Aires guardava attonita, circondata dalle fiamme. Vedeva uomini che ardevano come torce aggirarsi nel fumo, il sangue che bagnava la terra. Possibile che dovesse finire tutto così? Possibile che il loro sogno si dovesse infrangere sulle lame di quei due Cavalieri?

Levò la spada e con un urlo si lanciò su uno dei due, approfittando di un istante in cui era più vicino alla terra. Puntò al drago e vibrò il colpo con tutta la forza che aveva; affondò la spada fino all’elsa nel fianco dell’animale, con tale impeto che l’arma si ruppe e rimase conficcata nella carne. Il drago si contorse e cadde a terra, ringhiando di dolore. Il Cavaliere si voltò verso Aires e molti sguardi, amici e nemici, si appuntarono su di lei.

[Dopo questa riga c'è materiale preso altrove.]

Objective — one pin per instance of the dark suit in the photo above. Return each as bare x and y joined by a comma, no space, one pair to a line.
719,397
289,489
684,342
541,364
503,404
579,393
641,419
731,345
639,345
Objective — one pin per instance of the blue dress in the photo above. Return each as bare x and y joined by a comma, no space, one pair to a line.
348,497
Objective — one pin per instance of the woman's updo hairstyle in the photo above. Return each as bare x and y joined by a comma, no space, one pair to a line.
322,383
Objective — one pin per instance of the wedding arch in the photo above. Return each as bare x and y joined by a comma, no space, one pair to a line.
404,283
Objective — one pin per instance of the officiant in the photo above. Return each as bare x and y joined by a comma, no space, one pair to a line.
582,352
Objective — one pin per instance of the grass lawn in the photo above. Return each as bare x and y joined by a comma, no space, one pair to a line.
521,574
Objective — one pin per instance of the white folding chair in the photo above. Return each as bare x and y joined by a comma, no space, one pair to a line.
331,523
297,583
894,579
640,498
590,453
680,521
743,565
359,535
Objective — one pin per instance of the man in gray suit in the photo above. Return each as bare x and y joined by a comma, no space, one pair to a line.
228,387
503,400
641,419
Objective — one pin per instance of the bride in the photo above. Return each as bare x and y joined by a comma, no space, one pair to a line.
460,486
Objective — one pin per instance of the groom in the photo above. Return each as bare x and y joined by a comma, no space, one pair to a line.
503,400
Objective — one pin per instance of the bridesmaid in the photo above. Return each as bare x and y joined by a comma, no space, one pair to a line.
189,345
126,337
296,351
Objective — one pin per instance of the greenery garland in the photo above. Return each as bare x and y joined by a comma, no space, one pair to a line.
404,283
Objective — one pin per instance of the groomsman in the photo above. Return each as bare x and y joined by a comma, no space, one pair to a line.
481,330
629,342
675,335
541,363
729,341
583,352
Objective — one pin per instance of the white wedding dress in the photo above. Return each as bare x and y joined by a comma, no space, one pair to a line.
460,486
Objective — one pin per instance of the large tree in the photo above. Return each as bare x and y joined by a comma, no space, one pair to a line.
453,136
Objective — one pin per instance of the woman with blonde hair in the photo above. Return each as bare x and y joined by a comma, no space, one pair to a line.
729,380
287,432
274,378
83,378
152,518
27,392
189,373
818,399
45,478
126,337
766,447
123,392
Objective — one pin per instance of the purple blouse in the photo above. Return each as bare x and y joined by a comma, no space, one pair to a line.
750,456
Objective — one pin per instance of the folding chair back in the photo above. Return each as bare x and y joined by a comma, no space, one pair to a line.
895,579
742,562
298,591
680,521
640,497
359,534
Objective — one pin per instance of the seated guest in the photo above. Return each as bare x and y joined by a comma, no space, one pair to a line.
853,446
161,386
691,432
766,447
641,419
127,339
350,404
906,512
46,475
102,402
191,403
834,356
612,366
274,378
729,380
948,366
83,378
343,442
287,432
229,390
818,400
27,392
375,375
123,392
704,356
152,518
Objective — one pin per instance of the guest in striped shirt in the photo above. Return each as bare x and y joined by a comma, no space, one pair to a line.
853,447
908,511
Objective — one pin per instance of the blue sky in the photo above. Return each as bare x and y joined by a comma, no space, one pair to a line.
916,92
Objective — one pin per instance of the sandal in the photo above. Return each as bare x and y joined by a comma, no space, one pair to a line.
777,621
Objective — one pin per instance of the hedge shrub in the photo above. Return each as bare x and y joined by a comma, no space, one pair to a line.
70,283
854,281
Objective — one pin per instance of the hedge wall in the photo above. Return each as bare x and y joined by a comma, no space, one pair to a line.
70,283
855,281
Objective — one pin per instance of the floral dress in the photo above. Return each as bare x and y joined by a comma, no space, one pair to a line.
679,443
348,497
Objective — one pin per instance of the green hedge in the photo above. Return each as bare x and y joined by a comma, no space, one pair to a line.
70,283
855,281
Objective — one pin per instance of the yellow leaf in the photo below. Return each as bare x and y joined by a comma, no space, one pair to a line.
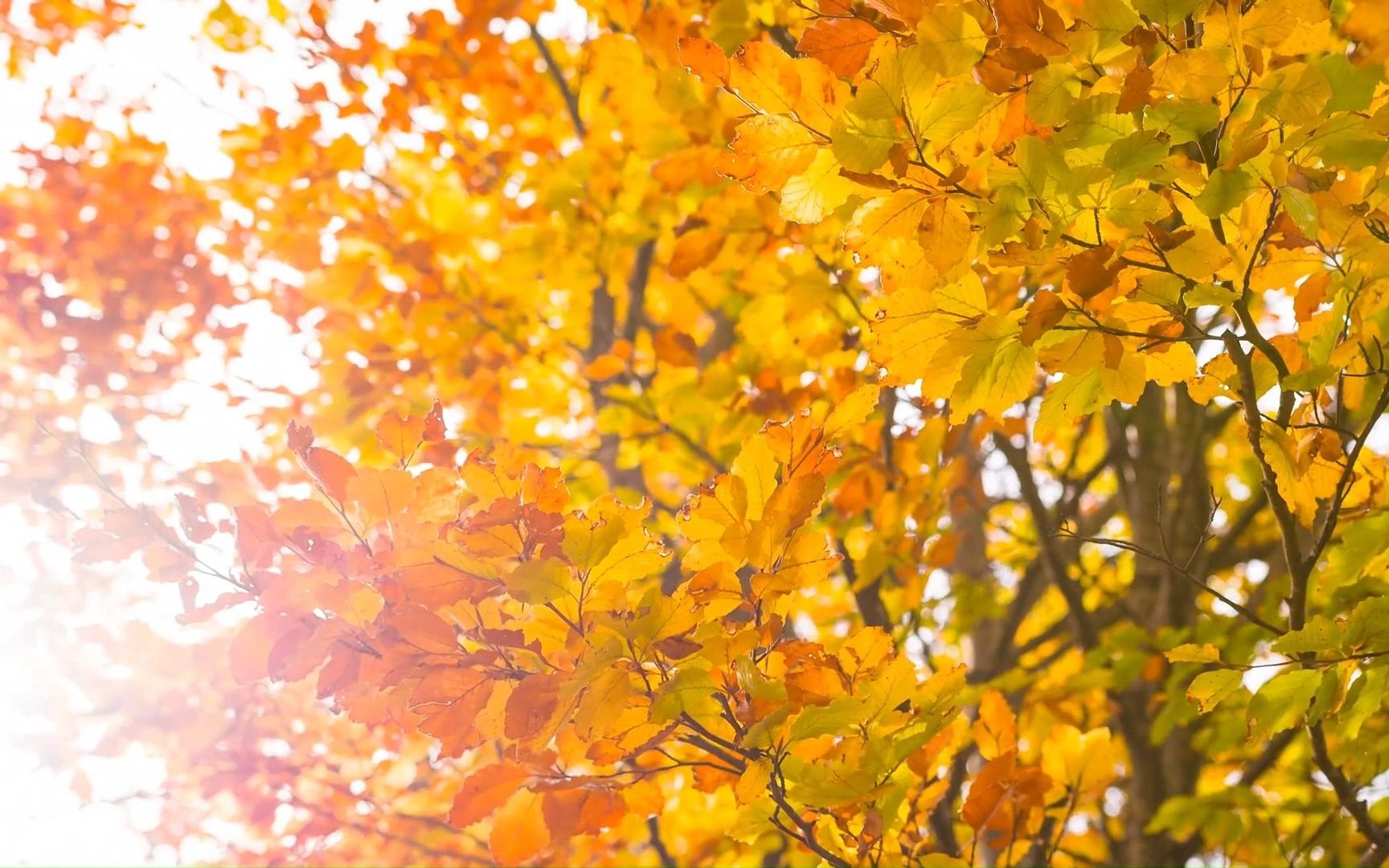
812,194
753,784
756,465
1081,763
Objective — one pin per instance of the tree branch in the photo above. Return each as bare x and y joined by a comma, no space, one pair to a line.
570,99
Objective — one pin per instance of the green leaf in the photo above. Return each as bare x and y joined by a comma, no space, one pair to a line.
1367,627
1209,689
835,717
1318,635
1302,210
1364,700
1070,398
1281,703
1210,293
1133,156
1352,85
862,143
950,110
999,374
1194,653
1182,120
1167,11
1224,192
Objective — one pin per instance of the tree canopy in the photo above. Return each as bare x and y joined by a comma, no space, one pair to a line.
828,432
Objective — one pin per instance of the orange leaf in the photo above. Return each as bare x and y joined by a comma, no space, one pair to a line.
704,60
1088,274
485,791
1047,310
839,43
400,436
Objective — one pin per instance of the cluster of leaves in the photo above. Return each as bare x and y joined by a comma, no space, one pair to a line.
883,432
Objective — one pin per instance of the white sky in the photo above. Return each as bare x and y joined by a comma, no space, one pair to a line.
163,66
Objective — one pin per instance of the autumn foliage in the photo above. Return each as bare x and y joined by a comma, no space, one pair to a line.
883,432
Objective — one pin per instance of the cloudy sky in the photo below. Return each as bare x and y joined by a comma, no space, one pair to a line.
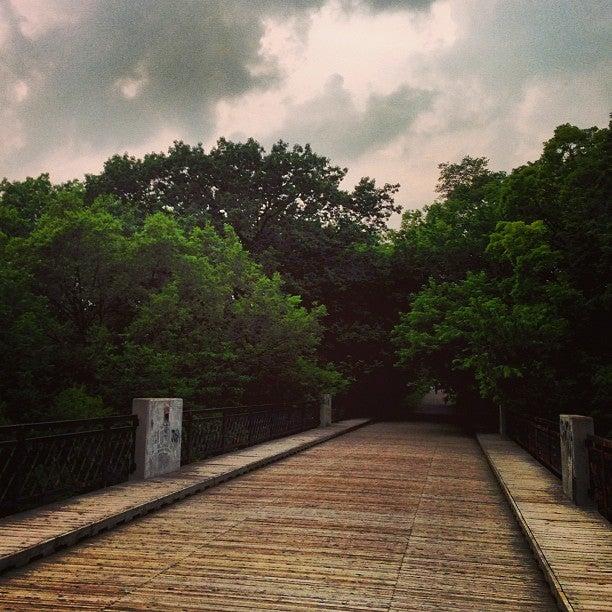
388,88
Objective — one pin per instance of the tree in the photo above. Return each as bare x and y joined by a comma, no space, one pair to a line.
516,285
98,312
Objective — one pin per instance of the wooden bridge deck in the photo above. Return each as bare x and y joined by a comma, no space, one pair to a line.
392,516
573,545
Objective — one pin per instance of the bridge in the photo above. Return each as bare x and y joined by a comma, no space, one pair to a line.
361,516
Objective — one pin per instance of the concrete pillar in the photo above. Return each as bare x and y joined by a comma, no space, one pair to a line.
503,424
574,457
158,437
326,410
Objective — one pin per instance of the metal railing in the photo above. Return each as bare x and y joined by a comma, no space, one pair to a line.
212,431
540,437
600,473
45,462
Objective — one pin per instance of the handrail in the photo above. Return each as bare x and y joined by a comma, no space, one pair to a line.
600,473
539,436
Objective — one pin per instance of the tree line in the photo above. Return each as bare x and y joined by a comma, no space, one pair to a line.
241,275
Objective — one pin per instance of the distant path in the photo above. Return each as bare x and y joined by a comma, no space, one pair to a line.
393,516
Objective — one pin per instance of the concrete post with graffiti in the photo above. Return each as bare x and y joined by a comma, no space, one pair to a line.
158,437
574,430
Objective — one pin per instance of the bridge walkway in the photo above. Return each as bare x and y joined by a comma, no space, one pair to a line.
392,516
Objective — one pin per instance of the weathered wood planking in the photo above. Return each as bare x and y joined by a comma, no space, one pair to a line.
573,545
41,531
393,516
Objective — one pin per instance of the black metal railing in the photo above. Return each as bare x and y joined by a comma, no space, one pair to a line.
339,411
45,462
540,437
212,431
600,473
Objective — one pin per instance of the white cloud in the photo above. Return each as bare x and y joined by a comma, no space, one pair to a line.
389,89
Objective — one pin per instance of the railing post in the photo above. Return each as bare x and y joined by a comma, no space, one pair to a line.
106,452
158,437
325,411
503,424
574,430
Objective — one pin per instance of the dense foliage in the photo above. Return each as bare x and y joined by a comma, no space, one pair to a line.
178,274
97,310
515,303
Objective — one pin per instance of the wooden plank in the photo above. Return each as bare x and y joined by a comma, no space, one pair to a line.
39,532
572,545
367,521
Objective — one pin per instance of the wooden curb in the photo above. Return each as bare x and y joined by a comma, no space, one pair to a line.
48,547
561,598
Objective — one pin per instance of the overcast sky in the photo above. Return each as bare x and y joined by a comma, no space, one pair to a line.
388,88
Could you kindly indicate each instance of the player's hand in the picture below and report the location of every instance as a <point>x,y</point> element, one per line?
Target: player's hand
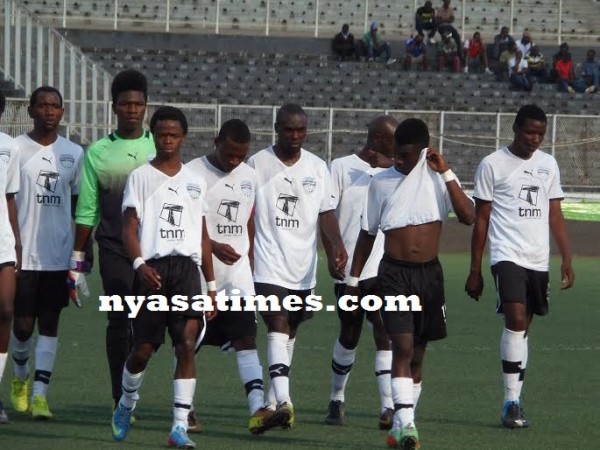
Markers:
<point>474,285</point>
<point>149,277</point>
<point>76,278</point>
<point>210,315</point>
<point>436,161</point>
<point>225,253</point>
<point>567,275</point>
<point>337,263</point>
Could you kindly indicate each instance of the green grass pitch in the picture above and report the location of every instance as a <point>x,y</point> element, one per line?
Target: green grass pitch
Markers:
<point>459,407</point>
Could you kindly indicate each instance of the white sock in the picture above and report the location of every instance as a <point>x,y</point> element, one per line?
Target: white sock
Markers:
<point>3,358</point>
<point>512,349</point>
<point>279,365</point>
<point>45,355</point>
<point>183,395</point>
<point>402,391</point>
<point>341,363</point>
<point>20,355</point>
<point>130,384</point>
<point>524,359</point>
<point>383,373</point>
<point>417,388</point>
<point>251,375</point>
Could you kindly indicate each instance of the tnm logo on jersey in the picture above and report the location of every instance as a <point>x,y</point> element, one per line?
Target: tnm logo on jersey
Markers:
<point>529,194</point>
<point>309,184</point>
<point>172,215</point>
<point>48,180</point>
<point>67,161</point>
<point>287,204</point>
<point>229,209</point>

«Solo la paura può sconfiggerci!» urlò Aires. La sua voce era irriconoscibile. «Gli uomini veri non fuggono, gli uomini veri combattono!» urlò ancora. «Tornate indietro e battetevi, niente è perduto finché c’è vita!»

Il volto fino allora impassibile del Cavaliere si atteggiò a un sorriso di compassione. «Hai deciso di morire dunque» disse con calma, poi sfoderò una spada spaventosa, irta di aculei e ricoperta di rune malefiche.

Aires gli rispose con una risata. «Ho deciso di combattere fino alla fine, piuttosto» urlò. Gettò la spada, ormai inutilizzabile.

«Vuoi batterti a mani nude?»

«Mi batterò con te a ogni costo, anche a mani nude, perché c’è un’arma che non puoi togliermi ed è la mia determinazione» rispose Aires.

Il Cavaliere non le diede il tempo di finire di parlare. Costrinse il drago ferito a lanciare su di lei una fiammata, ma fu debole, poiché l’animale era sofferente.

Aires riuscì a schivarla e in quell’istante vide ai suoi piedi il cadavere di un soldato, e al suo fianco una spada. La afferrò.

Il Cavaliere balzò a terra e si avventò su di lei, costringendola a indietreggiare. Molte ferite segnavano già il corpo della donna e infine una stoccata andò a segno. Aires cadde, colpita a un braccio.

Rimase a terra, ma trovò il fiato per urlare ai suoi, fermi in mezzo al campo a guardarla: «Combattete, idioti! Siamo qui per vincere e riprenderci la libertà che ci spetta!».